Forecasting supercells using "ingredients"
When baking a cake, you need to make sure you use the right ingredients. Without strawberries, one can’t bake a strawberry cake! Much like baking, there are ingredients for a given weather event. For example thunderstorms require three ingredients. The first one is known as conditional instability. As air is rising, once a cloud forms, this air will be warmer than the surrounding air if instability is present, much like a hot air balloon. The result is that the air is accelerated upward and a strong updraft forms. The second ingredient is humidity in the air. Without humidity there would be no cloud. Also, the condensation during cloud formation warms the air and thus helps the hot-air balloon effect. The final required ingredient for thunderstorms is a lifting mechanism that causes the cloud formation needed to release the instability. Much like with a cake, different amounts of ingredients will result in a different flavor of thunderstorm. For example, if there is plenty of lift, a line of thunderstorms may form, while weak lift may favor more isolated thunderstorms.
On some occasions, you add additional ingredients to your cake to make it special. The additional, special ingredient for thunderstorms is vertical wind shear, meaning that winds increase and change direction with height.

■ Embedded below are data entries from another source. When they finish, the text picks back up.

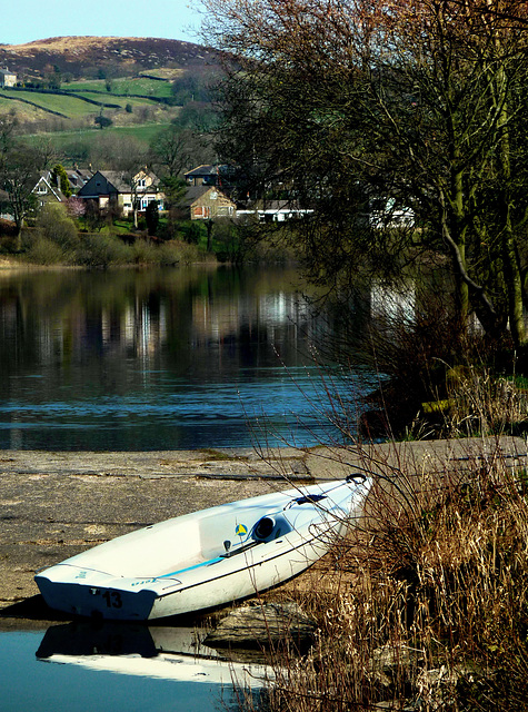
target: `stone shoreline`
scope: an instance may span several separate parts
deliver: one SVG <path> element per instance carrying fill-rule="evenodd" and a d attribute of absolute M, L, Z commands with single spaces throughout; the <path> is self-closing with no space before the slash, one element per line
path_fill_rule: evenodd
<path fill-rule="evenodd" d="M 22 602 L 37 603 L 37 570 L 140 526 L 288 483 L 351 472 L 440 472 L 449 463 L 460 468 L 497 456 L 526 464 L 526 442 L 474 438 L 262 453 L 0 451 L 0 626 L 21 615 Z"/>

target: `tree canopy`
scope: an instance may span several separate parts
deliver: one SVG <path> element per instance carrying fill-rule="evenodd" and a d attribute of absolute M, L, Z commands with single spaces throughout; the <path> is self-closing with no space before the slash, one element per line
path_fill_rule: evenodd
<path fill-rule="evenodd" d="M 432 250 L 457 328 L 475 315 L 525 348 L 528 2 L 205 4 L 228 76 L 221 158 L 316 208 L 296 236 L 312 277 L 342 286 Z"/>

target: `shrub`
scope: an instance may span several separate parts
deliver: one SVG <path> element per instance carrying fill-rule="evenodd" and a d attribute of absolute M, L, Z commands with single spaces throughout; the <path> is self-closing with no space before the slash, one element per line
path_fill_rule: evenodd
<path fill-rule="evenodd" d="M 37 219 L 37 228 L 43 238 L 56 243 L 66 251 L 76 250 L 80 245 L 76 224 L 68 217 L 62 204 L 46 205 Z"/>
<path fill-rule="evenodd" d="M 277 653 L 266 709 L 527 710 L 522 473 L 499 448 L 429 475 L 375 468 L 361 526 L 293 592 L 319 636 Z"/>
<path fill-rule="evenodd" d="M 79 265 L 110 267 L 133 261 L 131 248 L 112 235 L 87 233 L 78 250 Z"/>
<path fill-rule="evenodd" d="M 66 261 L 66 256 L 57 243 L 37 236 L 27 249 L 24 260 L 32 265 L 58 265 Z"/>
<path fill-rule="evenodd" d="M 150 240 L 137 239 L 131 246 L 131 254 L 137 265 L 156 265 L 159 263 L 159 248 Z"/>

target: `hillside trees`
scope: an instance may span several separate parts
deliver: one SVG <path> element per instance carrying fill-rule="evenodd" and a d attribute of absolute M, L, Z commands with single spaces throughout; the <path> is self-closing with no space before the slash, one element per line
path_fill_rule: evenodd
<path fill-rule="evenodd" d="M 526 350 L 528 3 L 206 0 L 227 62 L 221 158 L 280 180 L 316 218 L 296 235 L 316 281 L 400 270 L 434 250 L 454 326 L 476 315 Z M 373 227 L 366 215 L 385 202 Z M 390 209 L 387 209 L 390 206 Z M 419 229 L 395 225 L 411 208 Z"/>
<path fill-rule="evenodd" d="M 46 159 L 37 149 L 13 141 L 0 154 L 0 188 L 4 210 L 12 216 L 17 228 L 17 248 L 20 249 L 24 218 L 36 208 L 33 189 Z"/>

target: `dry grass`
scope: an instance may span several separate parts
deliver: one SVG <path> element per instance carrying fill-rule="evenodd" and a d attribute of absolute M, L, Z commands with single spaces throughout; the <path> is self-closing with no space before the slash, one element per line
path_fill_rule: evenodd
<path fill-rule="evenodd" d="M 527 542 L 525 476 L 500 459 L 379 478 L 353 536 L 290 586 L 317 643 L 277 653 L 260 709 L 528 710 Z"/>

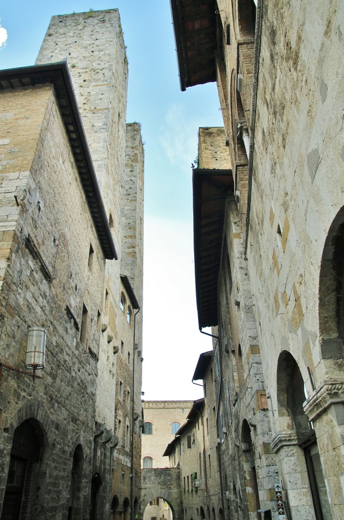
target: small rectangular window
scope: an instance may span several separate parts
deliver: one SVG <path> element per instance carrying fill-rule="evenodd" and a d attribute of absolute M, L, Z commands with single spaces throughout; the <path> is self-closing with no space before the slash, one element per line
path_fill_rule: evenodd
<path fill-rule="evenodd" d="M 93 256 L 94 255 L 94 251 L 93 251 L 93 248 L 92 247 L 92 244 L 90 244 L 90 252 L 88 253 L 88 269 L 92 272 L 92 267 L 93 266 Z"/>
<path fill-rule="evenodd" d="M 229 23 L 226 25 L 226 45 L 231 45 L 231 25 Z"/>
<path fill-rule="evenodd" d="M 82 316 L 81 317 L 81 327 L 80 330 L 80 341 L 84 347 L 87 347 L 87 328 L 88 311 L 86 305 L 82 306 Z"/>
<path fill-rule="evenodd" d="M 125 447 L 129 447 L 129 425 L 127 424 L 125 426 Z"/>
<path fill-rule="evenodd" d="M 118 438 L 120 445 L 122 446 L 122 421 L 120 419 L 118 420 Z"/>
<path fill-rule="evenodd" d="M 104 304 L 104 310 L 105 311 L 105 315 L 109 315 L 109 293 L 108 292 L 108 290 L 105 289 L 105 302 Z"/>

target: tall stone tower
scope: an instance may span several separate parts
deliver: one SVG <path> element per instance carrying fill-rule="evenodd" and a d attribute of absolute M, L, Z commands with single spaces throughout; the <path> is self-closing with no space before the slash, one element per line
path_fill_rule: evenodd
<path fill-rule="evenodd" d="M 22 131 L 32 136 L 27 142 L 32 145 L 32 153 L 28 153 L 33 160 L 18 156 L 16 168 L 28 173 L 14 185 L 18 197 L 12 198 L 19 199 L 19 185 L 28 183 L 22 201 L 18 202 L 20 217 L 24 206 L 26 211 L 26 204 L 29 207 L 26 197 L 28 199 L 32 192 L 32 177 L 35 191 L 30 207 L 36 207 L 33 202 L 39 202 L 36 212 L 41 223 L 37 227 L 38 217 L 28 210 L 26 227 L 18 218 L 19 238 L 15 241 L 22 243 L 32 222 L 32 238 L 25 243 L 36 263 L 41 262 L 46 282 L 52 286 L 44 292 L 39 281 L 36 298 L 40 301 L 42 291 L 45 296 L 40 297 L 51 301 L 58 309 L 50 329 L 47 327 L 47 337 L 52 335 L 56 344 L 53 354 L 47 343 L 47 359 L 64 358 L 65 351 L 70 358 L 64 366 L 63 378 L 56 367 L 53 372 L 47 362 L 38 390 L 44 413 L 35 408 L 27 393 L 24 403 L 28 400 L 30 406 L 26 407 L 26 415 L 18 415 L 19 403 L 12 395 L 21 392 L 15 384 L 6 386 L 12 405 L 3 416 L 11 432 L 5 439 L 3 474 L 6 475 L 12 458 L 18 456 L 13 451 L 14 435 L 15 439 L 20 437 L 20 420 L 27 419 L 33 429 L 26 426 L 30 432 L 26 430 L 23 435 L 31 435 L 34 444 L 39 424 L 44 428 L 36 444 L 37 454 L 41 450 L 45 461 L 47 483 L 39 499 L 34 498 L 32 486 L 30 492 L 21 491 L 27 493 L 23 503 L 28 517 L 39 510 L 46 518 L 58 518 L 60 514 L 67 518 L 68 514 L 70 518 L 90 515 L 96 519 L 121 512 L 132 515 L 134 504 L 139 502 L 141 434 L 137 419 L 141 408 L 144 153 L 139 126 L 125 122 L 128 67 L 118 10 L 53 17 L 35 66 L 18 70 L 10 77 L 5 72 L 0 73 L 2 106 L 8 107 L 10 100 L 20 124 L 6 125 L 5 131 L 14 142 L 25 141 Z M 11 93 L 13 85 L 15 92 Z M 26 117 L 26 106 L 31 109 L 27 109 Z M 30 132 L 30 125 L 35 133 Z M 8 144 L 7 140 L 3 142 Z M 7 147 L 5 151 L 10 154 L 10 142 Z M 43 159 L 40 154 L 44 154 Z M 8 170 L 12 175 L 11 166 L 6 167 L 6 174 Z M 2 177 L 2 182 L 9 178 Z M 12 292 L 18 292 L 20 285 L 16 281 L 20 275 L 16 270 L 19 264 L 15 245 L 8 248 L 11 269 L 4 275 Z M 109 247 L 112 254 L 106 253 Z M 5 295 L 10 297 L 4 293 L 4 298 Z M 15 315 L 19 308 L 16 298 L 12 297 Z M 0 302 L 5 315 L 8 301 Z M 46 322 L 50 310 L 46 306 L 41 310 L 42 323 Z M 32 322 L 31 311 L 26 307 L 20 313 L 23 327 Z M 6 331 L 10 338 L 10 331 Z M 3 339 L 6 337 L 4 333 Z M 6 352 L 10 353 L 14 346 L 8 342 Z M 10 356 L 4 360 L 8 366 L 10 361 L 11 366 L 14 363 Z M 120 382 L 121 406 L 115 408 Z M 53 420 L 55 415 L 57 405 L 54 407 L 52 399 L 66 409 L 57 419 L 56 428 L 46 424 L 47 418 Z M 54 478 L 60 483 L 56 495 L 59 512 L 46 505 L 48 487 L 54 487 L 49 484 L 54 464 L 47 446 L 59 447 L 54 460 L 60 470 Z M 68 457 L 62 460 L 60 448 L 63 453 L 67 450 L 70 461 Z M 138 456 L 134 457 L 134 448 Z M 39 472 L 35 471 L 38 486 Z M 9 504 L 9 488 L 4 485 L 2 489 Z"/>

Vertical wind shear leads to rotating updrafts and it intensifies the storm. Such intense and long-lived storms are known as supercells and they almost always produce large hail and strong wind gusts. If there is strong wind shear in the lowest layers of the atmosphere, strong near-ground rotation may develop, which can lead to tornadoes.

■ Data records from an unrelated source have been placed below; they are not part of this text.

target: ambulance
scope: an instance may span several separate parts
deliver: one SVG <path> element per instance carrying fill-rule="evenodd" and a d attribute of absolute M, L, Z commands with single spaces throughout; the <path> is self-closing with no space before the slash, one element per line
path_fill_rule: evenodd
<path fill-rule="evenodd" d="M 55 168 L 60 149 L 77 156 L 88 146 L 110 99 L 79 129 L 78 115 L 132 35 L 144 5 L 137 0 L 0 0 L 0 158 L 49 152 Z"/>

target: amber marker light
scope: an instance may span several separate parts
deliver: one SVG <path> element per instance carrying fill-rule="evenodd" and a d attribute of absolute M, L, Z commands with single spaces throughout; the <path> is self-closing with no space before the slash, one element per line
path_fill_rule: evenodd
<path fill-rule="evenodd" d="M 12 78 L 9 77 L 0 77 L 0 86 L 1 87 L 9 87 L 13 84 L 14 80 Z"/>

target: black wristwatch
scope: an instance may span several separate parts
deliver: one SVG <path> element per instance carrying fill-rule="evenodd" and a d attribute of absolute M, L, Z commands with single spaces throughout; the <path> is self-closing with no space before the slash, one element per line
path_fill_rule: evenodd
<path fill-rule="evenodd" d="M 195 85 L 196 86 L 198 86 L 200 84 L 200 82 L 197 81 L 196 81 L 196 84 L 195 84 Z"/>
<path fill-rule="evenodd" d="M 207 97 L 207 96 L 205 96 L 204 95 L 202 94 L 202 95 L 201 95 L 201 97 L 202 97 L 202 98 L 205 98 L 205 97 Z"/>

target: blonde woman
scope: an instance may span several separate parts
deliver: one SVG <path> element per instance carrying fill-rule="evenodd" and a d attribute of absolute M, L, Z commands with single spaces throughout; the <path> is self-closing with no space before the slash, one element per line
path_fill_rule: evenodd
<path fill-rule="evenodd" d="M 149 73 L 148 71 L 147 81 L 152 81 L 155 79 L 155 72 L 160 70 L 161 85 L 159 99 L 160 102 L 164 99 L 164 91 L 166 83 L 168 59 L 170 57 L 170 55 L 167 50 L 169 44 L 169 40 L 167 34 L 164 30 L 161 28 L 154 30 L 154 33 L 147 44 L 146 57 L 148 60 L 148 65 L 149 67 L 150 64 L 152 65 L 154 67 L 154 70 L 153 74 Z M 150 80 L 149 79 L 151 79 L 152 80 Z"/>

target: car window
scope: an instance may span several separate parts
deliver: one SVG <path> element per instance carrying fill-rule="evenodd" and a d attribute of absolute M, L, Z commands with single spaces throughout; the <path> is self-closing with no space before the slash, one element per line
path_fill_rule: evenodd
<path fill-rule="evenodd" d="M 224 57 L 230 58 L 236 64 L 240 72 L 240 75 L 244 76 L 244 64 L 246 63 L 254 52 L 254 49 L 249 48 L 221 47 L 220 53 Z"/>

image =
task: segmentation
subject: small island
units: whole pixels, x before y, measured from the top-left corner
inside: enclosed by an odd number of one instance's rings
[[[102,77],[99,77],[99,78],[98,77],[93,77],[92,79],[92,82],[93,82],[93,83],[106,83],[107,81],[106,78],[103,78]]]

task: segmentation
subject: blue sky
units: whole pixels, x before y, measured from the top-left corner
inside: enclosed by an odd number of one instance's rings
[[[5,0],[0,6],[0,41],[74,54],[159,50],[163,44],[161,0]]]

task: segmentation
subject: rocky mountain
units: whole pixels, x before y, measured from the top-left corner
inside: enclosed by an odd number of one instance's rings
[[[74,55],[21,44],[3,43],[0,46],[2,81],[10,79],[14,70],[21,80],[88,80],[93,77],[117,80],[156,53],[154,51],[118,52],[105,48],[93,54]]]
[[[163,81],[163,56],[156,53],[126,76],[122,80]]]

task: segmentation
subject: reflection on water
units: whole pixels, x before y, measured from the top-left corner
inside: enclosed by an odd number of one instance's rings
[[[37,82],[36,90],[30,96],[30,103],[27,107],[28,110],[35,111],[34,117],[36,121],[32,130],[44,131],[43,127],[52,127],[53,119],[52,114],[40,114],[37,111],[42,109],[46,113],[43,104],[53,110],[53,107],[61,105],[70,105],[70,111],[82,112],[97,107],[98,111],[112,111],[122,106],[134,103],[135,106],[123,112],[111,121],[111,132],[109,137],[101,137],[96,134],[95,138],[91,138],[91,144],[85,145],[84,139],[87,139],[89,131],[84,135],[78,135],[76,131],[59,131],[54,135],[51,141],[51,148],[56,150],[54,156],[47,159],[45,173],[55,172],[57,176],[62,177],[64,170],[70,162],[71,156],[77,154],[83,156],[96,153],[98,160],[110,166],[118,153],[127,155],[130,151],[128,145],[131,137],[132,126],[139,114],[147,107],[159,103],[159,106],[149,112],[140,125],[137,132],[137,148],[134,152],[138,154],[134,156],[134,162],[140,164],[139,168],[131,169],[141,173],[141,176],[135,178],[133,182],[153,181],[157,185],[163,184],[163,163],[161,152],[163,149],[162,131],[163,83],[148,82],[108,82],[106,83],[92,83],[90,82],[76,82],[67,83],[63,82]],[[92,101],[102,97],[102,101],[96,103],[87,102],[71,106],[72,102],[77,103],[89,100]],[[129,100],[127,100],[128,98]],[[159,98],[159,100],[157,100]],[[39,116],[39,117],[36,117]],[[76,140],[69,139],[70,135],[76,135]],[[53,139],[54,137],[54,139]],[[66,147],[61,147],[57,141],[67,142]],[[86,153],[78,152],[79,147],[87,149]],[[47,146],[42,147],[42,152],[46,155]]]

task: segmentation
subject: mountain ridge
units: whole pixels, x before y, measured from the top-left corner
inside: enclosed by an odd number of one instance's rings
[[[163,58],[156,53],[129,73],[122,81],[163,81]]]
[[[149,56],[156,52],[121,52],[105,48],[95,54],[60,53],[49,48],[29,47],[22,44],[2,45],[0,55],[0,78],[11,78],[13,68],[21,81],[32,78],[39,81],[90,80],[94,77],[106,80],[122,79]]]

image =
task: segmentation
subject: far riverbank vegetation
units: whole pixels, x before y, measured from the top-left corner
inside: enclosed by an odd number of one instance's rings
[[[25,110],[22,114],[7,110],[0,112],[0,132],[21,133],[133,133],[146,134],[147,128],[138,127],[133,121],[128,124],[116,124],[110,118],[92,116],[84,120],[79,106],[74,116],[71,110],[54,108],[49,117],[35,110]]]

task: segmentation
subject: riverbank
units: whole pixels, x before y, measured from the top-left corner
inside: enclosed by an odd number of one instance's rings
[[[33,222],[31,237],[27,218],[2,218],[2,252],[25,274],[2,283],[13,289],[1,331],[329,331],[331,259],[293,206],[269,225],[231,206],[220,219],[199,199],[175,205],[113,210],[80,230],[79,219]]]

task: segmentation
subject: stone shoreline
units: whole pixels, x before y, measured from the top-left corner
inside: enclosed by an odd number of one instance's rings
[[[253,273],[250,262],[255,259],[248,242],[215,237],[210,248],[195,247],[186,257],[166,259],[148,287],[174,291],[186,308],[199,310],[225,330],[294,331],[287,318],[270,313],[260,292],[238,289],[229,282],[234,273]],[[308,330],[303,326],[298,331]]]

So, cakes and severe weather have a lot in common. The correct amount of ingredients is needed, and the more ingredients you add, the more flavor you add to the cake. Thunderstorms likewise require a certain mix of ingredients, and the more you add, the more special the storm becomes. Forecasters are constantly tracking the different ingredients needed for severe storms. When the ingredients overlap they know that severe weather is possible. Inspired by the joy of baking, the scientific term of this approach to weather prediction is called "ingredients-based forecasting," and it helps meteorologists predict when the weather turns wild over West Texas.